Créée en 2023 par Arthur Mensch, Guillaume Lample et Timothée Lacroix, la société s’est imposée en seulement quelques années comme le principal acteur européen des modèles d’intelligence artificielle générative.

Entre modèles de langage, offres professionnelles, API, infrastructure de calcul et IA souveraine, le modèle économique de Mistral AI dépasse désormais largement celui d’un simple laboratoire de recherche.

Le 8 septembre 2026, Mistral AI a annoncé une nouvelle opération spectaculaire : 3 milliards d’euros levés en Série D.

Selon l’annonce officielle de Mistral AI, cette opération repose sur une valorisation post-money supérieure à 21 milliards d’euros.

Samsung Electronics mène le tour de table, aux côtés notamment de Scaleup Europe Fund, PSG Equity et de nombreux investisseurs historiques.

Cette valorisation change mécaniquement l’ordre de grandeur des participations acquises au lancement de l'entreprise.

Les 176 euros de Cédric O valent-ils vraiment 90 millions d'euros ?

C’est ici qu’une distinction essentielle doit être faite.

Non, il n’est pas possible d’affirmer que Cédric O possède aujourd’hui exactement 90 millions d’euros d’actions Mistral AI.

La société n’est pas cotée en Bourse et sa table de capitalisation détaillée n’est pas publique.

La valeur exacte dépend notamment :

  • du nombre d’actions que Cédric O détient encore ;
  • des éventuelles cessions intervenues depuis 2023 ;
  • de la dilution générée par les différentes levées de fonds ;
  • de la catégorie exacte des titres ;
  • des droits attachés aux différentes actions ;
  • des conditions qui s’appliqueraient lors d’une vente.

La participation initiale de Cédric O était estimée à environ 1,15 % à 1,17 % de Mistral AI.

Elle a depuis été diluée.

En 2025, plusieurs estimations plaçaient sa participation aux alentours de 0,5 % du capital.

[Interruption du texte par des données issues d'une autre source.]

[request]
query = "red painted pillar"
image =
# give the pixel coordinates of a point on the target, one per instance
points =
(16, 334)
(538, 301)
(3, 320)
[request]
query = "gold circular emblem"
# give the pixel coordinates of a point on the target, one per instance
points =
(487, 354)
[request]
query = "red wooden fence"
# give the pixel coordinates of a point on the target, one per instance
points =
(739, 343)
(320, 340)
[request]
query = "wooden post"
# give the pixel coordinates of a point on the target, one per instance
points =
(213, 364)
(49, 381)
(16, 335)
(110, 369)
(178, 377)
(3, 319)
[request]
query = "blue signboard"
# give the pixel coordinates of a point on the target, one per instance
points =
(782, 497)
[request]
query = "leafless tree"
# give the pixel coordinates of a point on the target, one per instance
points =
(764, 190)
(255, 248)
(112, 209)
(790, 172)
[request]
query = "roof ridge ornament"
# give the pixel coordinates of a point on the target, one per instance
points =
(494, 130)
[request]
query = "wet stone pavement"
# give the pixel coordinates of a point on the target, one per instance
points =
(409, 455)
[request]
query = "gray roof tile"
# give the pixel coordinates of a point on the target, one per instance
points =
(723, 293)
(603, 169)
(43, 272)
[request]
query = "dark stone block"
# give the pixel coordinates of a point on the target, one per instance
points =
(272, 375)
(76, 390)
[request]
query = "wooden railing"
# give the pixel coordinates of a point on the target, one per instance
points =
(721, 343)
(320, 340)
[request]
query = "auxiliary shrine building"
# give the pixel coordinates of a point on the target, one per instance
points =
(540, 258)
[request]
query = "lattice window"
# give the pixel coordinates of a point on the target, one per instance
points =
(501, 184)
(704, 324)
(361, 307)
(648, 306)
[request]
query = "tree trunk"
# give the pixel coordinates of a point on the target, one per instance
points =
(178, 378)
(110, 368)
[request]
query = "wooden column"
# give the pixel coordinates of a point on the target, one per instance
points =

Après de nouvelles opérations financières, cette proportion a encore pu évoluer.

La Tribune estime désormais que ses titres pourraient représenter près de 90 millions d’euros.

Il faut donc parler d’une valorisation potentielle ou théorique, et non d’une fortune effectivement encaissée.

Valorisation, patrimoine et liquidités : trois notions différentes

Si une participation est théoriquement valorisée 90 millions d’euros, cela ne signifie pas que son propriétaire dispose de 90 millions d’euros sur son compte bancaire.

Une valorisation de startup correspond à une valeur déterminée à l'occasion d'une opération financière.

Pour transformer des actions en liquidités, encore faut-il pouvoir les vendre.

Dans une société non cotée comme Mistral AI, les possibilités de cession sont beaucoup plus limitées que pour des actions cotées sur un marché financier.

C’est donc potentiellement une fortune sur le papier, mais pas l’équivalent de 90 millions d’euros de cash.

Cédric O est-il le premier actionnaire de Mistral AI ?

Non.

C’est une confusion importante à corriger.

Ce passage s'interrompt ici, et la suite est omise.